Because e-mail has become a mission-critical application, a school might require 100 percent uptime. If that is the case, look into storage area network replication software or hardware. EMC, IBM, Hewlett-Packard, EqualLogic, LeftHand Networks are among the SAN vendors who have products and services built around running Exchange.
SAN replication copies data to another storage array — preferably off campus — whenever it is written locally, so there are two good versions. If the main e-mail system is lost for any reason, e-mail users can be switched to the offsite location with a click of a mouse. This is the most expensive and complex way to ensure business continuity, but often it’s the only real option in areas prone to earthquakes, hurricanes or other natural disasters.
Ex-changes
If you’re considering upgrading from Exchange 2003, here are some major differences:
- Exchange 2007 is a 64-bit architecture while Exchange 2003 is 32-bit. This should reduce I/O-per-second requirements.
- Exchange 2007 supports five storage groups instead of one, with no limit on the size of the Exchange database.
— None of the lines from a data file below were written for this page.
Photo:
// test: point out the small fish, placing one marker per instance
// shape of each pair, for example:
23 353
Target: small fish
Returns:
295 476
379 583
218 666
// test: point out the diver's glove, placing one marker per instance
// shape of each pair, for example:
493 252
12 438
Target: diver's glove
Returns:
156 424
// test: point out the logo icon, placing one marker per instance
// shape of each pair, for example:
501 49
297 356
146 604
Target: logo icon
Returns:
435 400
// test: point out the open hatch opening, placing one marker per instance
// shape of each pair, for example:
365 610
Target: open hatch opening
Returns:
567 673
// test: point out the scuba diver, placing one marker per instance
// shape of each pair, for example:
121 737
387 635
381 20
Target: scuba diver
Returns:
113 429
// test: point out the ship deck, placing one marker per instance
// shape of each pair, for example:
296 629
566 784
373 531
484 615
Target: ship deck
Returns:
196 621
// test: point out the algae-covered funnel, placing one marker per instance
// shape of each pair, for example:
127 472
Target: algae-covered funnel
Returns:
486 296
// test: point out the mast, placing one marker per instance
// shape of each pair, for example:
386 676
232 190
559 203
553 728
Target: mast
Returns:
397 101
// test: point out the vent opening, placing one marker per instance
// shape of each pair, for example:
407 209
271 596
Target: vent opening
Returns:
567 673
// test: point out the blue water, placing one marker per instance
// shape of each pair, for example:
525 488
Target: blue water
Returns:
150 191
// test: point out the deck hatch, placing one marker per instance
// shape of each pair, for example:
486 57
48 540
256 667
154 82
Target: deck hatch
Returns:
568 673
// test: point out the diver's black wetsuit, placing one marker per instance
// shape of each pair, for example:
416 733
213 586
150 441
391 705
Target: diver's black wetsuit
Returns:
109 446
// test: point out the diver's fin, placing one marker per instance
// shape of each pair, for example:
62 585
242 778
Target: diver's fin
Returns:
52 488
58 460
- Exchange 2007 supports unified messaging.
- Exchange 2007 has antispam and antivirus protection built in.
First-Class E-Mail Tips
A few things to keep in mind when migrating to a new e-mail system:
- Planning and testing is key. More time spent planning will result in fewer surprises when the process begins.
- Complexity is often your worst enemy. It is less painful for your users and you if you refrain from using things that try to get different e-mail systems to talk to one another.
- The easiest method is often the swift approach. Instead of staggering migrations over a long period, try to get them all done as quickly as possible.
- Don’t destroy the old server data until you are certain everything is OK on the new one.
- Don’t promise too much or sell it as anything other than what it is. It’s an e-mail system, not an all-in-one utility for saving your network.